Obwohl Wunderkind Miles seinen Eltern Sarah und John maximal bis zur Hüfte reicht, reißt Scott mit seiner Performance sämtliche Szenerien an sich; gerade weil man ihm derartige Taten eigentlich gar nicht zutraut und der Jungschauspieler diesen Eindruck zusätzlich untermauert, indem er bis zum durch und durch konsequenten Finale nie ganz aus sich herauskommt – eine Steigerung zu seinem bis dahin bereits alles andere als normalen Verhalten eines Heranwachsenden muss es schließlich geben.

Oldschool-Horrorkino statt Hollywood-Hochglanz


Jackson Robert Scott ist es auch, der den erwachsenen Schauspielern hier durch die Bank die Show stiehlt. «Orange is the New Black»-Star Taylor Schilling und ihr Film-Ehemann Peter Mooney («We Were Wolves») mimen die besorgten Eltern aufopferungsvoll, kommen allerdings gerade in den darstellerisch ausufernden Szenen nie so ganz aus sicher heraus. Es sind vor allem die zwischenmenschlich-emotionalen Momente, in denen die beiden überzeugen, gleichzeitig macht es schon Sinn, dass sie die Bühne in erster Linie dem Newcomer überlassen. Dem Newcomer und der Inszenierung, denn Nicholas McCarthy wählt für «The Prodigy» einen inszenatorischen Ansatz fernab von glatt poliertem Blumhouse-Horror.

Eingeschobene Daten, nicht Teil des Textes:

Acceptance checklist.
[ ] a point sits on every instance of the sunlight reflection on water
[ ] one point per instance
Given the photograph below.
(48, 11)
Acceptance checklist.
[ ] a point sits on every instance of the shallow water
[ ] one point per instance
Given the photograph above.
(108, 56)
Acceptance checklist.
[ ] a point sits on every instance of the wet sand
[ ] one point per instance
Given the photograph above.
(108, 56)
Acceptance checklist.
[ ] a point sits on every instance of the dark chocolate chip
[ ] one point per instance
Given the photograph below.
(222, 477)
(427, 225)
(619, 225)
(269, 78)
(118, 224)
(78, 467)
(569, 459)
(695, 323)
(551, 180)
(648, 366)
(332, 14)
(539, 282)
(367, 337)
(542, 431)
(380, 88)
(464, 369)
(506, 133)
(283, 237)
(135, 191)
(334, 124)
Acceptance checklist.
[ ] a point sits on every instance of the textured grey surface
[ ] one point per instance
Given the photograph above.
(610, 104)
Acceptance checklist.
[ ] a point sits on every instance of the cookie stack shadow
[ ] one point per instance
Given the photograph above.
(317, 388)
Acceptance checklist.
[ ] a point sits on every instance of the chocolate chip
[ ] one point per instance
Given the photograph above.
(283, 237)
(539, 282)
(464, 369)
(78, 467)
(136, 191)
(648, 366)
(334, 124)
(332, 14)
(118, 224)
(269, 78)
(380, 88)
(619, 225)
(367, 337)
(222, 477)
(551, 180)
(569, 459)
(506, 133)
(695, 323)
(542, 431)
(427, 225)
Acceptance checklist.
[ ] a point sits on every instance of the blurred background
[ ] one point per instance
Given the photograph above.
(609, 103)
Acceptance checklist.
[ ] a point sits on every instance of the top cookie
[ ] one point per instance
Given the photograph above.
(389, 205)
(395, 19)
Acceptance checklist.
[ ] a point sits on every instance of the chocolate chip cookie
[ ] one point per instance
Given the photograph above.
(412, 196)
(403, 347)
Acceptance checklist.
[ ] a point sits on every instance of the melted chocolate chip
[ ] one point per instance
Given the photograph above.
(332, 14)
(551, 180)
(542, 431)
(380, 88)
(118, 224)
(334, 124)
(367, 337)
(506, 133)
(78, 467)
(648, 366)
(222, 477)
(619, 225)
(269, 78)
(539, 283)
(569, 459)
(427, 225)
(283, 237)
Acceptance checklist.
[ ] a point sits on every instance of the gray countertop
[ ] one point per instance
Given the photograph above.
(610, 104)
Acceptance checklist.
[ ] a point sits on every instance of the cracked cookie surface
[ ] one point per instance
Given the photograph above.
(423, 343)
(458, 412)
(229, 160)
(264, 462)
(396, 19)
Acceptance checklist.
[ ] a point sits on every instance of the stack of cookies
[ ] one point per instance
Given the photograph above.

Bereits im Rahmen des Prologs, der außerdem den schon eher abstrusen Plot vorgibt – dazu später mehr – herrscht das Feeling eines charmanten Achtzigerjahre-Films vor. Die Bilder von McCarthys Stammkameramann Bridger Nielson («Holidays») sind geprägt von einer grundlegenden Düsternis und sehen dabei oft ganz schön dreckig und eben nicht nach gängiger Hochglanzoptik aus. Auch auf Computereffekte wird fast vollständig verzichtet. Kurzum: «The Prodigy» ist einfach angenehm oldschool.

Erzählerisch hat man in «The Prodigy» mehrmals schwer zu schlucken. Bereits in der Eröffnungsszene, in der sich die Geburt eines Kindes – Miles nämlich – parallel zu der Ergreifung und anschließenden Exekution eines wahnsinnigen Serienkillers abspielt, erahnt man, worauf der Plot des Films wohl hinauslaufen wird. Entsprechend überraschungsarm verläuft dann auch die Geschichte, doch anstatt hibbelig auf die Auflösung zuzusteuern, ist «The Prodigy» viel besser darin, aufzuzeigen, wie Miles‘ Umfeld die unheimlichen Vorkommnisse rund um den kleinen Jungen ergründet, die wir schon längst entschlüsselt haben. Das alles inszeniert McCarthy mit ernster Hand; Drehbuchautor Jeff Buhler («Midnight Meat Train») scheut zudem nicht davor zurück, sich an den einen oder anderen Klischees zu bedienen. Da wird eben schon mal das Haustier Opfer von Miles blutigen Gelüsten, ein an übernatürliche Kräfte glaubender Therapeut kommt zum Einsatz und dass ein von einem Dämon oder Wasauchimmer Heimgesuchter plötzlich mit der Stimme des Bösen spricht, haben wir auch schon dutzendfach in anderen Horrorfilmen gesehen.

Gleichzeitig lässt Buhler von Anfang an durchscheinen, dass es ihm nicht bloß darum geht, einfach nur Jumpscare an Jumpscare zu reihen – davon gibt es in «The Prodigy» nämlich gar nicht so viele – sondern vor allem um das Erzählen einer Geschichte. Und genau das gelingt ihm; vor allem als Horroreinsteiger ist «The Prodigy» ein hübscher Appetizer, um sich anschließend an die altbekannten Klassiker zu wagen.

Fazit


«The Prodigy» ist ein solider Gruselfilm über ein besessenes Kind, das von «Es»-Georgie Jackson Robert Scott glaubwürdig angsteinflößend verkörpert wird. Auch wenn die Story nur wenig Überraschungen bietet, hat man den positiven Eindruck, die Macher wollten vor allem eine spannende Horrorgeschichte erzählen und nicht einfach nur plump schockieren. Genau das ist ihnen gelungen.

«The Prodigy» ist ab dem 7. Februar in den deutschen Kinos zu sehen.